Vorbereitung und Unterkonstruktion

Der Bereich, der später einmal die Terrasse sein soll, wird zu Beginn abgesteckt. Hierzu dienen Stützen oder Pfähle, welche die Eckpunkte markieren. Anschließend werden diese mit einer langen Schnur verbunden. Dann kann der Untergrund vorbereitet werden. Grenzt die Terrasse an ein Haus, wird die abgesteckte Fläche soweit ausgehoben, dass die Terrasse einen Abschluss mit der Türschwelle hat. Um der Terrasse eine besonders hohe Stabilität zu verleihen, ist eine etwa 20 Zentimeter dicke, verdichtete Schotterschicht zu empfehlen.

Auf die Schotterschicht folgt eine weitere Schicht aus 5 Zentimetern Verlegesand. Sie dient dazu, dass die später verlegten Betonplatten auf gleiche Höhe gebracht werden können.

Das verbaute Material von Holzterrassen sollte möglichst nicht mit Erde in Berührung kommen, damit eine gute Belüftung gewährleistet ist.

Nach der Vorbereitung vom Untergrund können die Betonplatten verlegt werden. Die ersten Platten werden an den Rändern verteilt und die übrigen in gleichem Abstand auf der gesamten Fläche verteilt. Hierbei ist zu beachten, dass der Abstand zwischen den Platten nicht zu groß ist, da sich die Traghölzer sonst später durchbiegen können. Nun werden die Platten exakt ausgerichtet und auf dieselbe Höhe gebracht. Ein Gummihammer und eine Wasserwaage sind hierfür die richtigen Hilfsmittel. Der nächste Schritt ist de Ausrichtung der Traghölzer auf den Betonplatten. Die Traghölzer verlaufen dabei immer quer zur Richtung der Dielen.

Holzterasse selber bauen
Eine Wasserwaage darf bei Bau nicht fehlen / Bild: Pixabay.com/de – Didgeman

Den Terrassenbelag verlegen

Die Dielen für Holzterrassen betragen im Handel üblicherweise eine Breite von 14,5 Zentimetern und eine Dicke von 2,5 Zentimetern. Je nach Anbieter variiert die Länge der Bretter zwischen 245 und 397 Zentimetern. Bei einer recht breiten Terrasse müssen die Dielen auf Stoß verlegt werden. In diesem Fall ist der Kauf von kürzeren Brettern zu empfehlen, da sie sich besser transportieren und verarbeiten lassen. Ein weiterer Vorteil kürzerer Bretter liegt darin, dass sich der Stoß nicht zu nahe am Rand der Terrasse befindet, was optisch einfach besser aussieht. Die Belagsbretter für die Terrasse werden zunächst vorgebohrt, damit sie beim Fixieren nicht reißen. Jeweils zwei Schrauben werden an der Auflagefläche befestigt.

Tipp:
Verzinkte Senkkopfschrauben sind dafür besonders geeignet, da sie weder rosten noch überstehen.

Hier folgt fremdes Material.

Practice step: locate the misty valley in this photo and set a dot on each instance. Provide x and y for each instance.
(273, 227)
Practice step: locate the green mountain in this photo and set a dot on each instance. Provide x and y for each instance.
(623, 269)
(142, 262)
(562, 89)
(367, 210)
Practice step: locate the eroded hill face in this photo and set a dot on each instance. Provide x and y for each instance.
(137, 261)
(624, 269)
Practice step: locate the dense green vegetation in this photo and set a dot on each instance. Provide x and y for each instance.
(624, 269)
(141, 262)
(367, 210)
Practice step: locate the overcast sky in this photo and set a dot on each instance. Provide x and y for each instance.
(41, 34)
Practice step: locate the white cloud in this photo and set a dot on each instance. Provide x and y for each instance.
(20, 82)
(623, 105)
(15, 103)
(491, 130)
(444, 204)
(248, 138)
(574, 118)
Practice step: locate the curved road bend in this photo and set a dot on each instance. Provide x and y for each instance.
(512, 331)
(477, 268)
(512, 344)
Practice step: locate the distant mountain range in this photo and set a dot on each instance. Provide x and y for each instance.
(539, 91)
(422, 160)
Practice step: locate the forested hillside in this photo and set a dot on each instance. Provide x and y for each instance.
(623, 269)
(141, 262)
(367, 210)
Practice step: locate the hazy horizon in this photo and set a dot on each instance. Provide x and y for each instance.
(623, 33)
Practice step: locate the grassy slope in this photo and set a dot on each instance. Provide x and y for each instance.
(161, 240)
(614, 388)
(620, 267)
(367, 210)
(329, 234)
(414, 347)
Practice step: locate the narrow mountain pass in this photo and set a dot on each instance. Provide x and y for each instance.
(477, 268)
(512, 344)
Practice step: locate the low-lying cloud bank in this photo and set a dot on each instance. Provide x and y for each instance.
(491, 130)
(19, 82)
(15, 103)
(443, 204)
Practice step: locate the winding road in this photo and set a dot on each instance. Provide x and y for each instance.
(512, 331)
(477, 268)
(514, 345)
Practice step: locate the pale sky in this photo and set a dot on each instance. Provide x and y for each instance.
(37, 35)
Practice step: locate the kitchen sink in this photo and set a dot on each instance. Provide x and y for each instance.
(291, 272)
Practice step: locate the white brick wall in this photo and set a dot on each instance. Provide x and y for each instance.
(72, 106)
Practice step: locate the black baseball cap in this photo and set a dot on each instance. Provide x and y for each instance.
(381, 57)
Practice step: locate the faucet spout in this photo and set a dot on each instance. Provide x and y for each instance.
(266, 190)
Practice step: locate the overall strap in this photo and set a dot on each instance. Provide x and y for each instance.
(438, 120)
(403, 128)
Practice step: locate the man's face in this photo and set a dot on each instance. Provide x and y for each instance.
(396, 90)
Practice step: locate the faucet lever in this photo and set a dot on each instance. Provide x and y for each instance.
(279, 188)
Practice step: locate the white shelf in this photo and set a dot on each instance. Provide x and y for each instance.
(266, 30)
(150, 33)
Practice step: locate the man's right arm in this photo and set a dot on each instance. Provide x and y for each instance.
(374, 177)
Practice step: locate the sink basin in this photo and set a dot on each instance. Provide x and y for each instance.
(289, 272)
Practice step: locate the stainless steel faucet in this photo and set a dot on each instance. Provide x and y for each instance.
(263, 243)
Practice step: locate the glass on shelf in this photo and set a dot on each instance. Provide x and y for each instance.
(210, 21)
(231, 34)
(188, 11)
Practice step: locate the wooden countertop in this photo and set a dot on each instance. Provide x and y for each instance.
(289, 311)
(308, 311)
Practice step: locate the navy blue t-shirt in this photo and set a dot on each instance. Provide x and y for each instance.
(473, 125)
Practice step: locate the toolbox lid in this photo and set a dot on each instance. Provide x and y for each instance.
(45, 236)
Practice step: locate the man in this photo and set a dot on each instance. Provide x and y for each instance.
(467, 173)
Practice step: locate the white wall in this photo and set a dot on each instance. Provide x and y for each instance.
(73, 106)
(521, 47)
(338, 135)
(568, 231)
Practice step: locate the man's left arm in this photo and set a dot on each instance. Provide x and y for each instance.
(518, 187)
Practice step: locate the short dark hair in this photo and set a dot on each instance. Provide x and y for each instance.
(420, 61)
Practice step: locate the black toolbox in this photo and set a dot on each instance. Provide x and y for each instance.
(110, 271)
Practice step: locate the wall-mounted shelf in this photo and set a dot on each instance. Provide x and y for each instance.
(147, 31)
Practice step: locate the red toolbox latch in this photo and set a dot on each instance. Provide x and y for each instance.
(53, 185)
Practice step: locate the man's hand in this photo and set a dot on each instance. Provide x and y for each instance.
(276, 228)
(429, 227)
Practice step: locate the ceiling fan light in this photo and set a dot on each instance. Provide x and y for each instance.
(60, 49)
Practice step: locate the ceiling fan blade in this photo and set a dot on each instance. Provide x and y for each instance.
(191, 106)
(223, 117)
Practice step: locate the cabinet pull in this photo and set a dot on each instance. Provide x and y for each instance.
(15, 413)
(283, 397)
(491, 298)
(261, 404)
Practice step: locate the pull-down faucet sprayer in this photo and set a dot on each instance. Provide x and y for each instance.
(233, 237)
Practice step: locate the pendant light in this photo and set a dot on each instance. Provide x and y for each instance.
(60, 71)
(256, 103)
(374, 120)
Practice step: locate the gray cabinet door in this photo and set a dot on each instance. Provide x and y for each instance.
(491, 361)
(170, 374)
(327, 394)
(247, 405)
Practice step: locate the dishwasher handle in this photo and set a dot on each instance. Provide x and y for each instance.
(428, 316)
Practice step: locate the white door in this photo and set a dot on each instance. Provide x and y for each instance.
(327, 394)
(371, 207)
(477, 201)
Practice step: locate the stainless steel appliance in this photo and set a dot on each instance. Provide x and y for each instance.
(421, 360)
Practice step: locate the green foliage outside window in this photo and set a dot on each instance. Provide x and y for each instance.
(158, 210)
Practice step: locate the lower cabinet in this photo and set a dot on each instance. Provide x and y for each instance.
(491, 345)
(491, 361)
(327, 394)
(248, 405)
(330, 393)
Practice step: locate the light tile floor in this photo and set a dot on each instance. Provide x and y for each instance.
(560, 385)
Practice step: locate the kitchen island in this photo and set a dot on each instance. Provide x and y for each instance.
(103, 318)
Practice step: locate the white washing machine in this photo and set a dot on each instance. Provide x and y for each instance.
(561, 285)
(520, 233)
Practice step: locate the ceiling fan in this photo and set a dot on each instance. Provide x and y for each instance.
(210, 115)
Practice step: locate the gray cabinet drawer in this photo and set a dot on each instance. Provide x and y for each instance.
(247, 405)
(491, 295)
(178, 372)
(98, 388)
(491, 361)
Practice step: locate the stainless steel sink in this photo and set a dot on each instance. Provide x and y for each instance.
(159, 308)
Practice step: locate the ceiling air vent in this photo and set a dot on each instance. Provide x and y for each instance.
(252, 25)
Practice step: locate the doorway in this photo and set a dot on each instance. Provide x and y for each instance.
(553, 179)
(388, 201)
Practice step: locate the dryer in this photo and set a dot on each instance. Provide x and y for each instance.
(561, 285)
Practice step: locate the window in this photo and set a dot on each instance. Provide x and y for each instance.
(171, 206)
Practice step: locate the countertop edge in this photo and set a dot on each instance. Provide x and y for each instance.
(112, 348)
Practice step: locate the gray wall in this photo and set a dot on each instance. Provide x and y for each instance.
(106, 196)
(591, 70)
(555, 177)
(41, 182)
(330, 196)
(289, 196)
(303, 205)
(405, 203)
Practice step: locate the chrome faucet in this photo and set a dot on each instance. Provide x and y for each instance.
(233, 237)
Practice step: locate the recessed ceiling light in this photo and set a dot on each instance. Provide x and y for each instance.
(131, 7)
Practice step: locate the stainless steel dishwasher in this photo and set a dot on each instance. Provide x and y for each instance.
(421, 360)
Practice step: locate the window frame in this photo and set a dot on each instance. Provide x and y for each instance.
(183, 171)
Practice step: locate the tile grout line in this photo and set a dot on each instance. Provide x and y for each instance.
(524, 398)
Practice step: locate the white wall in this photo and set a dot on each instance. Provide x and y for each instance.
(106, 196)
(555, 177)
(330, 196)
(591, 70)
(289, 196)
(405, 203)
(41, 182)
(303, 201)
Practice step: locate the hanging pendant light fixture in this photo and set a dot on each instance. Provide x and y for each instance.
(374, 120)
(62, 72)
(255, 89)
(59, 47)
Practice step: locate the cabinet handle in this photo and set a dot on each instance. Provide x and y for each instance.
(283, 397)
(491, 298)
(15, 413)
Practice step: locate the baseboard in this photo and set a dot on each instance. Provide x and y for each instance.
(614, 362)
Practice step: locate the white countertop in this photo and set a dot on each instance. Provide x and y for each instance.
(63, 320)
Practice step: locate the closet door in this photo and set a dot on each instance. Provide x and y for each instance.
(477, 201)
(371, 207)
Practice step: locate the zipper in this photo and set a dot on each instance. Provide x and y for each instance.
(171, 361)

Viele Händler bieten ein Verbindungssystem an, mit dem die Holzdielen gerade und gleichmäßig verlegt werden können. Zusätzlich dienen die Verbinder aus Kunststoff zur verdeckten Verschraubung auf der Unterkonstruktion. Auf diese Weise gelingen auch Einsteigern optimale Ergebnisse. Mit dem Verlegen der Belagsbretter wird an der Hauswand begonnen. Hierbei ist jedoch ein Abstand von mindestens 5 Millimetern zu beachten, da Holz sich ausdehnen kann. Dieser Mindestabstand gilt auch für die Fugen zwischen den Dielen. Abstandshölzchen oder Keile dienen hier als Maß für die Fugen. Um den Bau von Holzterrassen zu erleichtern, ist eine Montagezwinge eine enorme Hilfe. Mit ihr lassen sich Holzdielen schnell und vor allem exakt ausrichten. Das Verlegen der Dielen wird nun in Reihen solange fortgeführt, bis die Terrassenfläche vollständig abgedeckt ist.

Der Rand als Abschluss

Eigentlich ist die Terrasse jetzt schon fertig. Macht das verwendete Holz es erforderlich, kann nun die Versiegelung der Oberfläche stattfinden. Für die Gestaltung vom Rand der Terrasse bieten sich mehrere Möglichkeiten. Holzterrassen, die in einen Gartenbereich übergehen, brauchen meist keine weiteren Maßnahmen. Dekorative Umrandungen, wie Kieselsteine, bringen die Terrasse optisch schön zur Geltung. Bei höheren Holzterrassen lässt sich der Rand mit Tiefbordsteinen oder Palisaden sehr gut kaschieren.

Zwischen Terrasse und Steinelement sollte immer ein Dehnungsabstand von 2 Zentimetern eingehalten werden, damit das Holz arbeiten kann.